This article is sponsored by Canderel
The Taza development – a joint venture between Canadian private real estate company Canderel and the Tsuut’ina Nation, a reserve home to 2,300 community members adjacent to the city of Calgary, Alberta – is the flagship ESG project in Canderel’s portfolio and one of the largest First Nation development projects in North America. By combining industry best practices with direct Indigenous participation and leadership, Taza reflects the partnership’s vision to transform and realize economic reconciliation, explains Taza Development Corporation’s chief executive, William Briscoe.
What is economic reconciliation?

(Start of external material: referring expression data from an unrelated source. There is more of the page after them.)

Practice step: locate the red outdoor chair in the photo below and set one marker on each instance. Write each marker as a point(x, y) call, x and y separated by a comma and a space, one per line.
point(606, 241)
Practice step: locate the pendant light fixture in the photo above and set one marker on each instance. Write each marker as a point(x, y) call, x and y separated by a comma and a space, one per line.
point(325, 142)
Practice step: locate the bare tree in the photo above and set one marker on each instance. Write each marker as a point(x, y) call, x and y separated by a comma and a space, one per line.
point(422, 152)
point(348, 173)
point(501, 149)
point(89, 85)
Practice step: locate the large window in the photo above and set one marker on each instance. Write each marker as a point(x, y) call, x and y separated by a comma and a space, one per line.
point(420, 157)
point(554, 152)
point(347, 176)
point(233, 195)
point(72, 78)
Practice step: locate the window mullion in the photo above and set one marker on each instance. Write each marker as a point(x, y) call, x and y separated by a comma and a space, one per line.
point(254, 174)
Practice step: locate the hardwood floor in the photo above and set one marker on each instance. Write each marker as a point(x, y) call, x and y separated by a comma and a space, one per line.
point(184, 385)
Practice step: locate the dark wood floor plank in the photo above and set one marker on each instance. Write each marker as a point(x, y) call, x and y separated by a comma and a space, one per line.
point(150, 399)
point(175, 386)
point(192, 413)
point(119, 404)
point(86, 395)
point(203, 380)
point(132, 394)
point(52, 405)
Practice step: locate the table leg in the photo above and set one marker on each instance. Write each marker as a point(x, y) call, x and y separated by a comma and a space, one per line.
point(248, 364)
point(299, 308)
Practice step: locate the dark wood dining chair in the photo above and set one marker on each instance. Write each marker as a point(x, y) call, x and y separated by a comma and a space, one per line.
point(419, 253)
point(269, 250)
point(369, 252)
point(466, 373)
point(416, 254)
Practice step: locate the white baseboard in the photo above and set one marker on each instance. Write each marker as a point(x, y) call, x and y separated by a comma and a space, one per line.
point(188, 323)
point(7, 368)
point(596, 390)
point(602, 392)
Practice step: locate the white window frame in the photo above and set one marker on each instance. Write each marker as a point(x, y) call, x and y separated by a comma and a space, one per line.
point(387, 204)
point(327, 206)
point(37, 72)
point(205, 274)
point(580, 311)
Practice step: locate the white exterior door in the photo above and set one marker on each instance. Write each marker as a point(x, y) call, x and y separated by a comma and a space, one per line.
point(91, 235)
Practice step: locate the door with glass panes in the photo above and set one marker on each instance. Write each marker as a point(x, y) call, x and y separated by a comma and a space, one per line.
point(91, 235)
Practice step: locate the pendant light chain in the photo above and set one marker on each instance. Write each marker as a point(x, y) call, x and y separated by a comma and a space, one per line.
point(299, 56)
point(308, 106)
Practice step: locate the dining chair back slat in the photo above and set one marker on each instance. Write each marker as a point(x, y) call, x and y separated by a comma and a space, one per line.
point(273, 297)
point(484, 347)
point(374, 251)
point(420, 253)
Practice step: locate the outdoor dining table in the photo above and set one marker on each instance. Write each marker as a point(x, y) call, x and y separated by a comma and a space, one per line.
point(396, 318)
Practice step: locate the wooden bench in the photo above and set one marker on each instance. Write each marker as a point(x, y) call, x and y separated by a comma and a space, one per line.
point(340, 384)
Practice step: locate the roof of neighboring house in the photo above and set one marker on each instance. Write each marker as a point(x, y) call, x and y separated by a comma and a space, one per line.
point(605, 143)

And why is it an important goal for ESG-conscious real estate players?
The definitions of economic reconciliation vary, but for us, it comes down to just doing good business.
Lasting businesses are built on relationships, not transactions. And the foundation of strong relationships is building an empathetic understanding of someone’s worldviews: considering the context of how they think and where their emotions are rooted. By genuinely being interested in the other person or community, you can begin to form trust, find alignments and create strong bonds of partnership, and good and lasting businesses.
From an Indigenous perspective, economic reconciliation is often grounded in the land and that is at the heart of their worldview. Real estate development is also based in land, but it’s not always in the same context. When we apply ESG principles and expand the discussion to include community, the discourse becomes people-centric, examining the relationships and interactions people have with the land. This naturally progresses to how best to manage and govern the land. From an ESG-conscious viewpoint, there are many natural synergies that can be applied that advance economic reconciliation. Bringing an Indigenous perspective to a business relationship brings forward the ESG principles and vice versa.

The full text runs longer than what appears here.